Damit reagiert das Land zwar nur auf die restriktiven deutschen Gesetze. Aber längst schwappt eine Welle der Angst durch ganz Europa – die Angst vor armen Zuwanderern, die Einheimischen Arbeitsplätze streitig machen oder sich an den üppigen Sozialleistungen der Gastländer laben. Nach und nach haben praktisch alle Länder der alten EU erklärt, dass sie die Neuankömmlinge aus dem Osten nun doch nicht gleich völlig frei einwandern lassen wollen. In Deutschland sind jüngsten Umfragen zufolge 56 Prozent der Bevölkerung überzeugt, das beste Mittel im Kampf gegen die Arbeitslosigkeit seien Barrieren gegen Einwanderer. Und selbst zwischen den Beitrittsländern entstehen neue Hürden: So verschärft Tschechien zum 1. Mai sein Grenzregime gegenüber der Slowakei.

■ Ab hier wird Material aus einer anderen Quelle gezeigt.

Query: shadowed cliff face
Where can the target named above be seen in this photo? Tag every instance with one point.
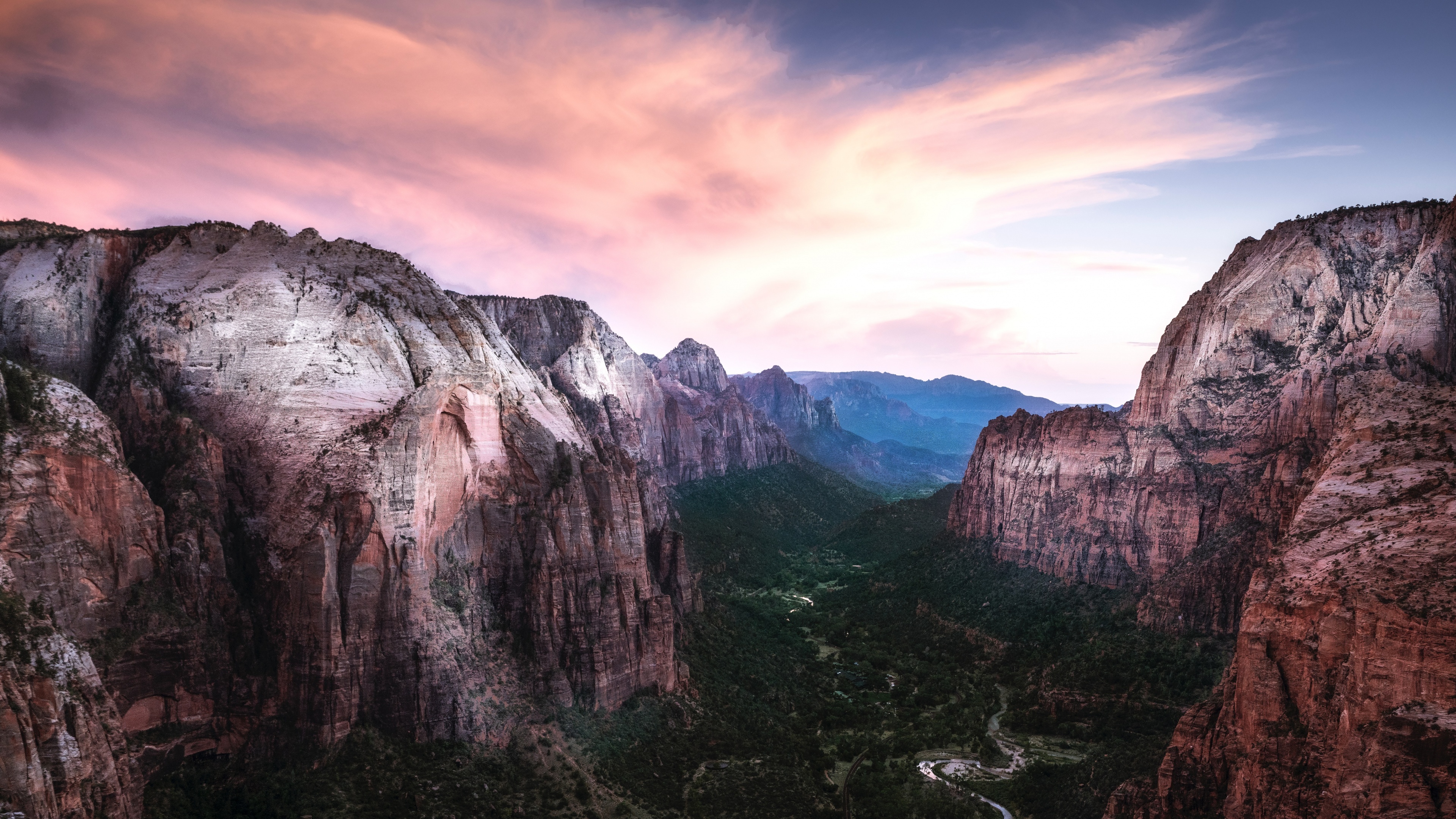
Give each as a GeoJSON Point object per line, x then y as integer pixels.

Der Tag der Erweiterung ist historisch, der Eiserne Vorhang wird damit endgültig zu Geschichte – aber im Alltag der neuen EU soll es so ganz ohne Schranken erst einmal nicht gehen.

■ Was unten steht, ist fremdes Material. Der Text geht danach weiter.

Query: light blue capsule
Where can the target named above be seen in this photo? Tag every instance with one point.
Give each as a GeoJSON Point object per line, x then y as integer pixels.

Das alte Europa hat sich Übergangsfristen ausbedungen. Für maximal sieben Jahre darf es den 74 Millionen neuen Europäern eines der wichtigsten Grundrechte der EU verweigern – die Freizügigkeit der Arbeitnehmer. Es gilt die 2+3+2-Regelung. Das heißt: Deutschland schränkt die Zuwanderung für zwei Jahre ein, dann soll entschieden werden, ob eine weitere Verlängerung nötig ist, zunächst drei Jahre, dann noch einmal zwei. Ähnlich verfahren die meisten anderen Staaten. Spätestens nach sieben Jahren müssen die alten Clubmitglieder aber den neuen die gleichen Rechte einräumen, die sie selbst genießen.

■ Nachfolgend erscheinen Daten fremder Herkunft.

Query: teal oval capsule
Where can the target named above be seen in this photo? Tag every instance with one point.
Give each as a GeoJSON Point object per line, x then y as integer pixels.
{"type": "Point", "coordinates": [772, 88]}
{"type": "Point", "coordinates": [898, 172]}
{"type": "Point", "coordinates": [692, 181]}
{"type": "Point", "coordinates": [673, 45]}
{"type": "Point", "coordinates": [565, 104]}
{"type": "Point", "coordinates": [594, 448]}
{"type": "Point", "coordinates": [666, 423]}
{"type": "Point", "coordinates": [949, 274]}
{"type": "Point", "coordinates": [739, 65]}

Immerhin bringt der 1. Mai, der Tag der Arbeit, schon Erleichterungen für die neuen EU-Ostler: Als Selbstständige können sie sich künftig in jedem Winkel der EU niederlassen. Firmen aus den Beitrittsländern dürfen außerdem hierzulande ihre Dienste anbieten – allerdings sind die Branchen, in denen ihre Konkurrenz am meisten gefürchtet wird, erst einmal davon ausgenommen. Auf dem Bau, bei Putzdiensten und "Innendekoration" sind slowakische oder ungarische Wettbewerber unerwünscht.

Auch für die vielen frisch gebackenen EU-Bürger, die längst in Deutschland leben, ändert sich etwas. Wer seit zwölf Monaten eine eigene Arbeitserlaubnis besitzt, darf zwischen Flensburg und Passau künftig uneingeschränkt rackern. Das dürfte einen großen Teil der rund 600000 bereits in Deutschland wohnenden Osteuropäer betreffen. Wer dagegen illegal schuftet, wird vom 1. Mai an zumindest ein Stückchen freier. Rund 1,8 Millionen Menschen aus den Beitrittsländern, kalkuliert Friedrich Schneider, Experte für Schwarzarbeit an der Universität Linz in Österreich, putzen, malen oder tapezieren bereits ohne Erlaubnis in der Bundesrepublik. Manch einer, der aus Angst vor Repressalien bisher alle drei Monate in die Heimat fuhr, um sich ein neues Touristenvisum zu besorgen, dürfte künftig etwas beruhigter durch deutsche Städte spazieren, denn zumindest die Visumspflicht fällt weg. "Es braucht jetzt keiner mehr den Touristen zu mimen", sagt Schneider, "man kann auch mit der Schaufel im Kofferraum die Grenze passieren und muss keine Fragen mehr beantworten."

Dass es wegen dieser Erleichterungen nun zu einem neuen Ansturm Illegaler kommt, bezweifelt der Ökonomieprofessor. "Bei der Schwarzarbeit gelten die Gesetze von Angebot und Nachfrage in Reinform, da hat sich schon ein paar Jahre nach dem Zusammenbruch des Kommunismus ein bestimmtes Marktgleichgewicht aufgebaut – das schwankt jetzt nur noch ein bisschen mit der Konjunktur."